Learning Revenue Maximization Using Posted Prices for Stochastic Strategic Patient Buyers

Authors: Eitan-Hai Mashiah, Idan Attias, Yishay Mansour

AAAI 2023 | Conference PDF | Archive PDF | Plain Text | LLM Run Details

Reproducibility Variable Result LLM Response
Research Type Theoretical We derive a sample complexity bound for the learning of an approximate optimal pure strategy, by computing the fat-shattering dimension of this setting. Moreover, we provide a general sample complexity bound for the approximate optimal mixed strategy.

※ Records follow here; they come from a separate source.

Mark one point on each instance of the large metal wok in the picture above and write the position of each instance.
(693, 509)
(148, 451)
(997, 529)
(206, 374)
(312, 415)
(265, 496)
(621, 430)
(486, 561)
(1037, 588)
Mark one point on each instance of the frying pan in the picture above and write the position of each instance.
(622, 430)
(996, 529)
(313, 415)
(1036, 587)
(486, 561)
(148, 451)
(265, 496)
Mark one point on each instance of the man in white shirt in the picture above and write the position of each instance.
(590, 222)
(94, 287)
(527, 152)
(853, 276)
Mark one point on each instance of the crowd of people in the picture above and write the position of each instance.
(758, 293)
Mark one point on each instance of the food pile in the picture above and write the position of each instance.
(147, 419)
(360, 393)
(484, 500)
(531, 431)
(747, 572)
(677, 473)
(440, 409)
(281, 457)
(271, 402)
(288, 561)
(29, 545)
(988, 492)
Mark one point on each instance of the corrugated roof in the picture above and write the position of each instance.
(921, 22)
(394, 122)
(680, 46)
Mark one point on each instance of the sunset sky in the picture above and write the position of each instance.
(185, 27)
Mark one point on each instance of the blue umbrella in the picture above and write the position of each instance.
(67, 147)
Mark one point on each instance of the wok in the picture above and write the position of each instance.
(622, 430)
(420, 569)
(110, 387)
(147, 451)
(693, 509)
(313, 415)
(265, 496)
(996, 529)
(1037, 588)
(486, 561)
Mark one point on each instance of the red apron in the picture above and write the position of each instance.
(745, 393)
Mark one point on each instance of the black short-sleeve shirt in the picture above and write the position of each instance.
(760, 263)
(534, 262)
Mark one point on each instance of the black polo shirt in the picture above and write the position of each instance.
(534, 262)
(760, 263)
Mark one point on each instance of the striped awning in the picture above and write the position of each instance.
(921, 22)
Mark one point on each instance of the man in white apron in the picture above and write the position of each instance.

We also consider an online setting and derive a vanishing regret bound with respect to both the optimal pure strategy and the optimal mixed strategy.
Researcher Affiliation Collaboration Eitan-Hai Mashiah:1, Idan Attias:2, Yishay Mansour1,3 1Tel Aviv University, Israel 2Ben-Gurion University, Israel 3Google Research, Israel
Pseudocode No The paper describes algorithms (e.g., dynamic programming, linear programming) but does not present them in structured pseudocode blocks or algorithm listings.
Open Source Code No The paper does not include any explicit statement about providing open-source code for the described methodology, nor does it provide a link to a code repository.
Open Datasets No The paper is theoretical and discusses learning from 'samples' drawn from an unknown distribution D, but it does not refer to any specific publicly available datasets used for training or empirical evaluation.
Dataset Splits No The paper is theoretical and does not involve empirical experiments with training, validation, or test dataset splits.
Hardware Specification No The paper does not mention any specific hardware used for experiments, as it focuses on theoretical contributions.
Software Dependencies No The paper, being theoretical, does not specify any software dependencies or version numbers needed for reproducibility.
Experiment Setup No The paper is theoretical and does not include details about an experimental setup, such as hyperparameters or system-level training settings.